Learning With Opponent-Learning Awareness (LOLA) (Foerster et al. [2018a]) is a multi-agent reinforcement learning algorithm that typically learns reciprocity-based cooperation in partially competitive environments. However, LOLA often fails to learn such behaviour on more complex policy spaces parameterized by neural networks, partly because the update rule is sensitive to the policy parameterization. This problem is especially pronounced in the opponent modeling setting, where the opponent's policy is unknown and must be inferred from observations; in such settings, LOLA is ill-specified because behaviorally equivalent opponent policies can result in non-equivalent updates.

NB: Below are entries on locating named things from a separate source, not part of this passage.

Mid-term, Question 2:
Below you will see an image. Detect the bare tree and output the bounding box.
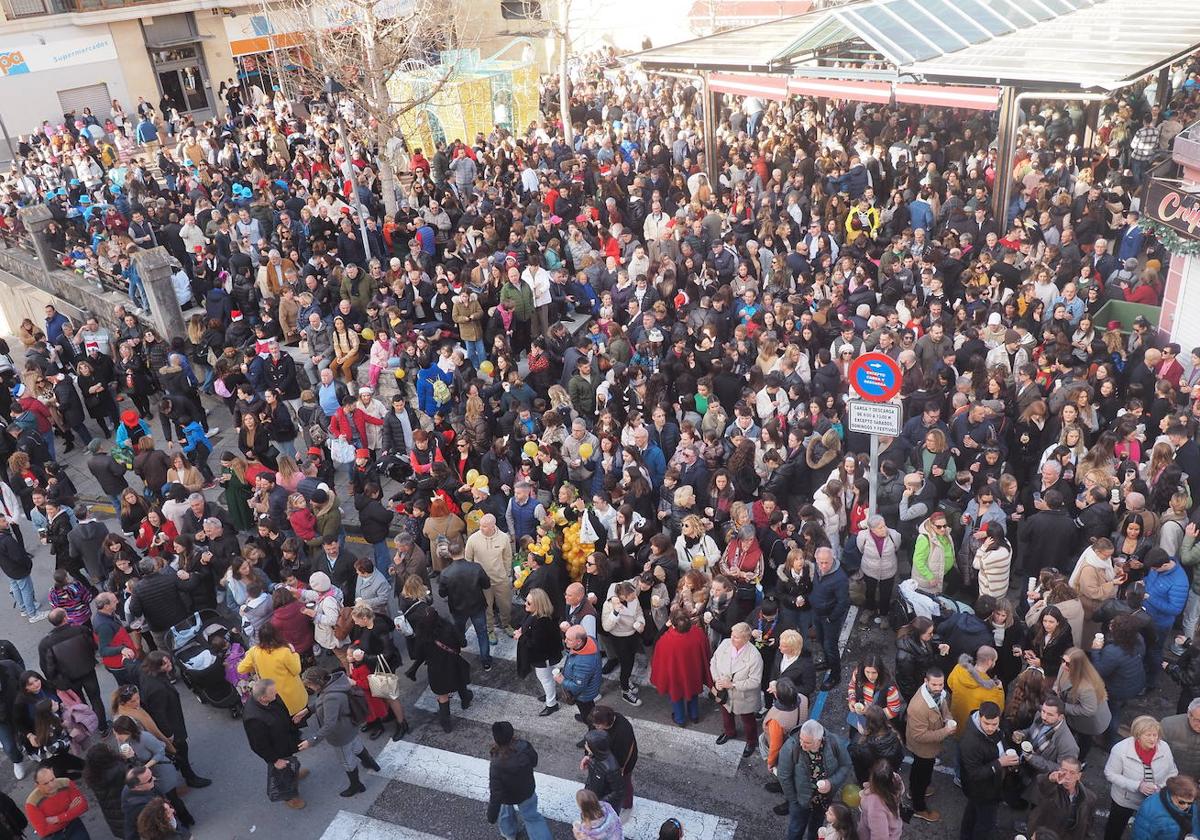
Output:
[283,0,470,215]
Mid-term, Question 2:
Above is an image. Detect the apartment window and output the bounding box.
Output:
[500,0,542,20]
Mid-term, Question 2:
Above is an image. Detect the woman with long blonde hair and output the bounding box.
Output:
[1054,648,1112,761]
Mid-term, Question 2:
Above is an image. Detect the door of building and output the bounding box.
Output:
[150,46,212,119]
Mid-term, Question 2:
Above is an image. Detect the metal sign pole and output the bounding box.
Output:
[866,434,880,518]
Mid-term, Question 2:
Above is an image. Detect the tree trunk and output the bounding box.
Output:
[558,0,575,154]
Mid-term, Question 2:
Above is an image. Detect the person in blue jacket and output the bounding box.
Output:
[1088,616,1146,749]
[554,624,600,744]
[1130,775,1200,840]
[1142,548,1188,690]
[184,420,215,484]
[809,546,850,691]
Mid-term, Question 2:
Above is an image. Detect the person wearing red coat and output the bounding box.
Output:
[650,610,713,726]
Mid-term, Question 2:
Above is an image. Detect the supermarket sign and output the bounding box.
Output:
[0,26,116,76]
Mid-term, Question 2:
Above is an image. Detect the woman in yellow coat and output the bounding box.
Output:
[946,644,1004,737]
[238,622,308,714]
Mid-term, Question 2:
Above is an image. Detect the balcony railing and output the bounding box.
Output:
[0,0,161,15]
[1171,121,1200,169]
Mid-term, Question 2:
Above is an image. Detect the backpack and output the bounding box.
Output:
[433,379,450,406]
[346,683,371,726]
[334,607,354,642]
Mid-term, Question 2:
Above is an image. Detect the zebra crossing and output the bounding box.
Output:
[320,811,444,840]
[416,685,745,776]
[463,626,650,685]
[374,740,737,840]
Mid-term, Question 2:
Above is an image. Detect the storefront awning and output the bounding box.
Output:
[708,73,1000,110]
[625,0,1200,92]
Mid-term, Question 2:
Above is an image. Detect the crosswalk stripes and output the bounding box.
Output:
[320,811,443,840]
[374,740,737,840]
[416,685,745,776]
[463,626,650,685]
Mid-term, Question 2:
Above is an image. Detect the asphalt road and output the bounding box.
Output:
[0,434,1177,840]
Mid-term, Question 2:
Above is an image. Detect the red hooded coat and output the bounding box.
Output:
[650,625,713,701]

To address this shortcoming, we reinterpret LOLA as approximating a proximal operator, and then derive a new algorithm, proximal LOLA (POLA), which uses the proximal formulation directly. Unlike LOLA, the POLA updates are parameterization invariant, in the sense that when the proximal objective has a unique optimum, behaviorally equivalent policies result in behaviorally equivalent updates. We then present practical approximations to the ideal POLA update, which we evaluate in several partially competitive environments with function approximation and opponent modeling. This empirically demonstrates that POLA achieves reciprocity-based cooperation more reliably than LOLA.

Author Information

Stephen Zhao (Department of Computer Science, University of Toronto)
Chris Lu (University of Oxford)
Roger Grosse (University of Toronto)
Jakob Foerster (University of Oxford)

Jakob Foerster received a CIFAR AI chair in 2019 and is starting as an Assistant Professor at the University of Toronto and the Vector Institute in the academic year 20/21. During his PhD at the University of Oxford, he helped bring deep multi-agent reinforcement learning to the forefront of AI research and interned at Google Brain, OpenAI, and DeepMind. He has since been working as a research scientist at Facebook AI Research in California, where he will continue advancing the field up to his move to Toronto. He was the lead organizer of the first Emergent Communication (EmeCom) workshop at NeurIPS in 2017, which he has helped organize ever since.